Credit Reports vs. Credit Scores: What’s the Difference?
As a consumer and a television viewer, you hear the terms “credit report” and “credit score” all the time. Contrary to popular belief, though, these terms are not synonymous. Credit reports and credit scores have different formats, different uses and different availability, and as a consumer it’s important to be familiar with each and every one of those differences. Below are basic definitions and uses for each term.
What Is A Credit Report?
A credit report is a compilation of information about your credit history and the current status of your credit accounts. This information comes from lenders, utility companies and landlords, and can include a wealth of information from your name and social security number to the types of credit you use, balances on your cards, whether you pay your bills on time, whether your bills have been passed to a collection agency and whether you have filed for bankruptcy.
All of this information is collected by the big three credit reporting agencies (Equifax, Experian and TransUnion). Consumers can and should get one free copy of their credit report per year by visiting AnnualCreditReport.com. It’s important to keep an eye on this report in order to find and correct any possible errors.
A variety of companies use credit reports to gather insight on an individual’s credit history. Lenders often use credit reports to see whether consumers have paid their debts in the past. Many employers check credit reports to see whether job candidates have a clean credit history. Finally, landlords can use credit reports to find out if potential tenants have paid their bills on time in the past.
What Is a Credit Score?
A credit score is a numerical value that is based on the information found within your credit report. Your credit score is calculated using complex and proprietary algorithms from various companies. The FICO Score is calculated by the Fair Isaac Corporation and has become one of the more commonly used credit scores. While the weight of each credit score component varies from person to person, in general FICO uses this breakdown:
- 35% payment history
- 30% amounts owed
- 15% length of credit history
- 10% new credit
- 10% types of credit used
The Fair Isaac Corporation provides specific definitions for each credit score component.
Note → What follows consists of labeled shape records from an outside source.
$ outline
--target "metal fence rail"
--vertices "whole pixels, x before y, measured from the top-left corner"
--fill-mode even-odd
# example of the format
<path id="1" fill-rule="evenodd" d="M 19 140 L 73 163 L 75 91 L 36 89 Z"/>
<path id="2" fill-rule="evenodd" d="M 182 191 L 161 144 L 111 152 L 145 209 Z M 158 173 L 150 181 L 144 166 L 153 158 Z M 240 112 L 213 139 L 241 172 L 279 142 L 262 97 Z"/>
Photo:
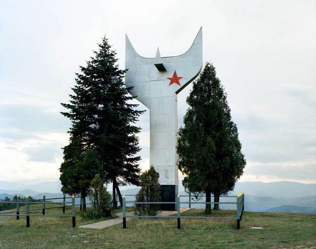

- Payment history looks at whether you’ve paid past credit accounts on time.
- Amounts owed looks at how much money you currently owe.
- Length of credit history looks at how long your accounts have existed.
- New credit looks at how many credit accounts you have opened in a short period of time.
- Types of credit looks at the combination of credit types you use, including credit cards, retail accounts, installment loans and mortgages.
While consumers are entitled to one free copy of their credit report per year, credit scores are not quite as accessible. When you get your free credit report there is an option to see your credit score, but typically you’ll have to pay to access this information.